The common agricultural policy is one of those problems. If it did not exist and member states simply managed their own agricultural industries, choosing to subsidise where they thought appropriate, not where someone else thought appropriate, the system would be much better. The CAP will cause more difficulty, because when it comes into full effect in respect of the new member states, it will cost much more than anybody anticipated. That is because wages have risen in those countries, so the cost of subsidising agriculture in them will be much higher. There are ongoing problems with the CAP and we ought seriously to suggest to the European Union that the CAP should be abolished, by being phased out or whatever. Let us give notice that we want it abolished—let us say within the next five years, in order to give France time to adjust. That would save a lot of problems, as a range of difficulties in the budget would disappear.

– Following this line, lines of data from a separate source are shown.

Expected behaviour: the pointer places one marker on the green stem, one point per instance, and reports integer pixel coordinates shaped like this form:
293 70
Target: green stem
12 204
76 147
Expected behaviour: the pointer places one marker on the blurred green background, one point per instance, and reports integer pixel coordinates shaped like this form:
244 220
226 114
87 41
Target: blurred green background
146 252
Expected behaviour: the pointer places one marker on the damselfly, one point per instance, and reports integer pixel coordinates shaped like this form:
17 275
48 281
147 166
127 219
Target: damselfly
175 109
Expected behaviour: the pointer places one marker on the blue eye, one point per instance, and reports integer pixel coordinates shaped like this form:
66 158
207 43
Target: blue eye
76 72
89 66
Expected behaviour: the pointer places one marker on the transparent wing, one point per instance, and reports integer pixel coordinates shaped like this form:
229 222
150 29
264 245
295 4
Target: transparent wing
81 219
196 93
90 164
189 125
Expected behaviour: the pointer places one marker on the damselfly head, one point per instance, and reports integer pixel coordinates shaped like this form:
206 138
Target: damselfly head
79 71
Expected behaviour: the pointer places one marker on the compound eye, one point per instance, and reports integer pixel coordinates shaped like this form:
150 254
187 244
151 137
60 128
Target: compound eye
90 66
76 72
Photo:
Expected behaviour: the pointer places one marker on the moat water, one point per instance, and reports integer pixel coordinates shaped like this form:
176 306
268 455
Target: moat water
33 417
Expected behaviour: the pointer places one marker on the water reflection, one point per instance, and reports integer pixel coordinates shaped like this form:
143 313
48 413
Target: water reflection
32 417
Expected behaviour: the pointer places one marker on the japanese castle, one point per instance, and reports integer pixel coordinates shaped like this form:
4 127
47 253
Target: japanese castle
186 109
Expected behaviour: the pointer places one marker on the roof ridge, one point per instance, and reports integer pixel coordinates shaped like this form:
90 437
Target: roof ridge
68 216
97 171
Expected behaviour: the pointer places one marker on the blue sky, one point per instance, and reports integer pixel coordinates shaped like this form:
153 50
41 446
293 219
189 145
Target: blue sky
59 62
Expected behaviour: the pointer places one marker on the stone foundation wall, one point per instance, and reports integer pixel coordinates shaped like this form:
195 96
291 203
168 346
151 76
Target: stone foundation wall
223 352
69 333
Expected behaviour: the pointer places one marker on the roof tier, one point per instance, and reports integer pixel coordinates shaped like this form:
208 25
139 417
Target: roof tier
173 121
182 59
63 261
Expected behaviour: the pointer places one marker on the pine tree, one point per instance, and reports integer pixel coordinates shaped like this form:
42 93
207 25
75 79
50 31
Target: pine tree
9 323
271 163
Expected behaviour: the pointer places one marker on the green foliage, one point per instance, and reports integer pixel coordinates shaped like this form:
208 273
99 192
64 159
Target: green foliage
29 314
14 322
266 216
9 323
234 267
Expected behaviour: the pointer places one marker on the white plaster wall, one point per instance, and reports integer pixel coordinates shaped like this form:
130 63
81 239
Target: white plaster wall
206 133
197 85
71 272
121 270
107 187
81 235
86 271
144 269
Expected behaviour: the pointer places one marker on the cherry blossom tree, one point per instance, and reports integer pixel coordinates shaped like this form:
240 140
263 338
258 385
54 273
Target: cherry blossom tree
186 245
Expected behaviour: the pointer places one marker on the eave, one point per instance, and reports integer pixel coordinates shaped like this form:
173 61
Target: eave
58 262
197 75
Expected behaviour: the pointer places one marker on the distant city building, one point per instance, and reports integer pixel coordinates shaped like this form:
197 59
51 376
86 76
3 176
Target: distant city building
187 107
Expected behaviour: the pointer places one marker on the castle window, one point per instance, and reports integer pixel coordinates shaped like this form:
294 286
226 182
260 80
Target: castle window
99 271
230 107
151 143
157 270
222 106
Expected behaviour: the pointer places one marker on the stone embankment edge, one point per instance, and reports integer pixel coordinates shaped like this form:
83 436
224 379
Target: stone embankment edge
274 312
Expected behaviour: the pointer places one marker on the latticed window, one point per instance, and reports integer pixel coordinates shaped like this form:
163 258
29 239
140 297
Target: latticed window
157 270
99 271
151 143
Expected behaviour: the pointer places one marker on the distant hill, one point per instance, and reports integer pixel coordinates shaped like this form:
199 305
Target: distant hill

Other areas of the budget have problems, too. The suggestion that I have made several times in the Chamber and in Committee is that we should get rid of the budget in its current form, which is about fiscal transfers. It is about transferring income or money from the more wealthy nations to the poorer ones; it is a redistribution policy. It does not work very well because of the formulaic way in which it is done, with some countries unfairly contributing too much and other countries unfairly receiving too much.
Let us suppose that there were no such thing as the CAP and all the other budgetary arrangements, and the European Union simply transferred a substantial sum to countries that needed it from countries that could afford to pay. For example, we might contribute 0.5% of our gross domestic product and Romania might receive 1% of its GDP. A lump sum would be handed over to the Governments of the countries involved and they would then decide how to spend that largesse. That would be more accountable because those Governments would be accountable to their own electorates. At the moment, no direct accountability is involved and we cannot do much to control the budget spending, but the member states themselves, with their own democratic Parliaments and Governments, could control that spending. That could be done in Britain at least and one hopes that that would spread to other countries.
I have suggested many times that instead of having this complicated arrangement of special budgets for all sorts of different things, we should have a system of a simple payment each year from the more wealthy countries to the poorer countries, in proportion to their living standards. So the wealthiest nations would give according to their wealth and the poorer nations would receive according to their need.
Does the hon. Gentleman think that the concept of zero-based budgeting would be helpful?
The hon. Gentleman would have to explain the position to me, because I am not an accountant, but if there were no budget and no European Union at all, that would solve the problem entirely. Given that we are generous by nature and would want to help our fellow European countries to develop, some sort of transfer might be helpful and the European Union would be a way of doing it. So I am not against the idea of wealthy countries contributing to poorer countries, but the current cumbersome approach, which invites corruption and irregularity, is not the way to do it and does not work out fairly. I have made my suggestion a number of times and I hope that, in time, our Government at least will take it seriously. Perhaps we will be able to debate that in the European Councils themselves and discuss completely changing the method by which these fiscal transfers take place. I have made my point and I have spoken for long enough.